The young lady blushed crimson and dropped her eyelids.
“I should dearly like to live with Eleanor,” she said. “But——”
“But what?”
“I don’t think it would be quite right to leave Mrs. Darrell, would it? The money you pay her is of great use to her, you know; I have heard her say she could scarcely get on without it, especially now that Launcelot—now that Mr. Darrell has come home.”
The blushes deepened as Laura Mason said this.
The lawyer watched those deepening blushes with considerable uneasiness. “She is in love with this dark-eyed young Apollo,” he thought.
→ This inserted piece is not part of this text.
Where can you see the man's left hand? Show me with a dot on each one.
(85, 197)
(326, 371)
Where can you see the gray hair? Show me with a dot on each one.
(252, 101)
“You are very scrupulous about Mrs. Darrell and her convenience, Laura,” he said. “I should have fancied you would have been delighted to live with your old friend and companion. You’ll come to-morrow to spend the day with Eleanor, I suppose?”
“Oh, yes; if you please.”
“I’ll send the carriage for you, after it has taken me to Slough. Good-bye.”
Mr. Monckton rode slowly homewards. His interview with Laura had not been altogether agreeable to him. The girl’s surprise at his marriage with Eleanor had irritated and disturbed him. It seemed like a protest against the twenty years that divided his age from that of his young wife. There was something abnormal and exceptionable in the marriage, it seemed, then; and the people who had congratulated him and wished him well, were so many bland and conventional hypocrites, who no doubt laughed in their sleeves at his folly.